If you've read Google's 15 May 2026 AI optimisation guide and concluded that "AI search is just SEO," you're half right. It's correct for Google. It isn't true for the other four platforms. This page sets out what each platform actually does, what each one prioritises, and what that means for how you optimise.
Why this matters now
Google's AI optimisation guide states explicitly that "from Google Search's perspective, optimising for generative AI search is optimising for the search experience, and thus still SEO." For Google AI Overviews and AI Mode, that's accurate. AIO and AI Mode are layered directly on top of Google's core Search ranking systems. The same signals that get you ranked in classic Google Search are the signals that get you considered for generative AI surfacing on Google.
The problem is that every prospect reading that guide now asks: "Does this apply to ChatGPT? Perplexity?
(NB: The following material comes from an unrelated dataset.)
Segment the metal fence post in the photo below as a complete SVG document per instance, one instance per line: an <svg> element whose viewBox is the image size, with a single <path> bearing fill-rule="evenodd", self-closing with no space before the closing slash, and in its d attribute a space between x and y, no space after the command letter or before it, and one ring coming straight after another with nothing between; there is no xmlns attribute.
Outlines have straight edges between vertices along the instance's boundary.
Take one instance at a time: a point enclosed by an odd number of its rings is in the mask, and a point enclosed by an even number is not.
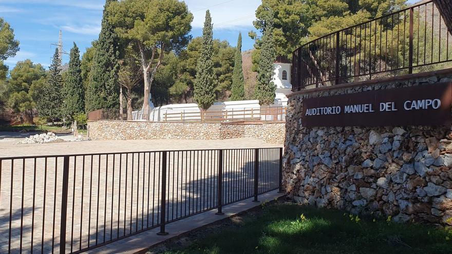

Claude? Copilot?" The honest answer is no. Each of those platforms uses a different retrieval architecture, weights different signals, and decides what to cite using different logic. Below is the per-platform breakdown, based on each platform's own published documentation and on independent research into how each one actually behaves.
The five platforms, in order of how much they overlap with traditional SEO
Google's generative AI features are layered on Google Search's core ranking systems. The optimisation playbook is largely the SEO playbook, with two AI-specific mechanisms named in Google's own documentation: retrieval-augmented generation (RAG) and query fan-out.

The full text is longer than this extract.